Awas, Jangan Karena Rokok Anak Kurang Gizi


Awas, Jangan Karena Rokok Anak Kurang Gizi
Pixabay
Ilustrasi

jaringberita.com - Anak-anak dari keluarga miskin berpotensi kekurangan gizi hingga mengalami stunting karena pembelian rokok memakan sebagian besar pengeluaran rumah tangga.


"Karena pemenuhan gizi anak-anak dikalahkan dengan pengeluaran untuk membeli rokok," kata Ketua Yayasan Lentera Anak Lisda Sundari dikutip dari Antara, Rabu (14/12/2022).

Menurutnya, pengeluaran rumah tangga keluarga miskin untuk konsumsi rokok tetap tinggi dan situasi ini tidak berubah dalam 10 tahun terakhir.

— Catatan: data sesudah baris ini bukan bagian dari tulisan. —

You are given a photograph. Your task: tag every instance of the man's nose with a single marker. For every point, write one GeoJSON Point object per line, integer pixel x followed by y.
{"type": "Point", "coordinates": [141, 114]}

Selain terancam mengalami kekurangan gizi, anak-anak yang orang tuanya merokok, sangat berpotensi mengalami putus sekolah.

Untuk itu Lisda berpendapat,dalam jangka panjang, kondisi ini tentu dapat mempengaruhi kualitas sumber daya manusia Indonesia.

"Dalam jangka panjang akan akan mempengaruhi kualitas SDM," kata dia.

Sebelumnya Menteri Keuangan Sri Mulyani Indrawati mengatakan konsumsi rokok menduduki posisi tertinggi kedua bagi pengeluaran rumah tangga, baik di perdesaan maupun di perkotaan.